Es ist schon erstaunlich, mit was für einer Leichtigkeit die Gesundheit aller Menschen der Produktion von billigem Fleisch geopfert wird. Wie kommen wir, die kein solches Fleisch konsumieren, eigentlich dazu, die Konsequenzen mittragen zu müssen? Auch das ein ethisches Argument gegen den Fleischkonsum: wenn 8 Milliarden Menschen regelmäßig Fleisch essen wollen, so ist das nämlich ohne Antibiotikanutzung – laut Landwirtschaftskammer – nicht möglich!
Die hier genannten Zahlen dürften weit untertrieben sein.
“in Deutschland dürften aber pro Jahr rund 15.000 Menschen durch resistente Keime sterben”, betonte Maier. ” (http://www.kleinezeitung.at/nachrichten/chronik/3040294/illegale-arzneimittel-auslaendische-tieraerzte-bei-uns-sehr-gefragt.story) Das betrifft also nur alleine Deutschland. Deutschland hat ca. 82 MIll Einwohner, die EU ohne Deutschland ca. 420 Mill. also gut 5x mehr. Mehr Einwohner, vermutlich mehr Tote.
Ich meinte natürlich: Ich habe noch einmal in meinem Pharmakologiebuch nachgeschlagen, da steht über Carbapeneme:
WAAAS???? Es werden wirklich Carbapeneme in Tierfabriken eingesetzt?
Carbapeneme sind – da sie gegen fast alle zellwandbildenden Bakterien bakterizid wirken und es bisher kaum Resistenzen gab – ein absolutes Reservemittel für Infektionen, die mit anderen Antibiotika nicht in den Griff zu bekommen sind. So lernt man es zumindest an der Medizinischen Universität Wien. Ich habe noch einmal in meinem Pharmakologiebuch: “Carbapeneme sind für lebensbedrohliche Infektionen reserviert sowie für Infektionen, deren Erreger gegen andere Beta-Lactame resistent sind.” (Freissmuth, Offermanns, Böhm: Pharmakologie und Toxikologie – von den molekularen Grundlagen zur Pharmakotherapie. Springer Verlag, 2012. S. 652)
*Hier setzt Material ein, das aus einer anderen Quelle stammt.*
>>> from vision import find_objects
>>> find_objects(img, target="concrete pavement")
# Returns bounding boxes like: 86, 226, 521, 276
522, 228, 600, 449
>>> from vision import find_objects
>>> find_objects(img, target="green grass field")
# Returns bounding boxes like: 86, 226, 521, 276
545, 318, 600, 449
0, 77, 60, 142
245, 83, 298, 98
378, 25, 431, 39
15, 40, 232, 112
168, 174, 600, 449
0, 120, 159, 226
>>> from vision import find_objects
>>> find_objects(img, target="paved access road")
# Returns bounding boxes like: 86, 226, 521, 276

Solche Antibiotika einfach so in Tierfabriken einzusetzten, ist mehr als unverantwortlich.
Noch eine kleine Anmerkung: richtige Grippe (also Influenza) wird durch Viren hervorgerufen, dagegen sind Antibiotika also unwirksam. Es gibt aber zwei Wirkstoffgruppen, die gegen Influenza-Viren eingesetzt werden können, das macht allerdings nur Sinn, wenn man diese zu Beginn der Erkrankung einnimmt, also bevor sich die Viren ausreichend vermehren können.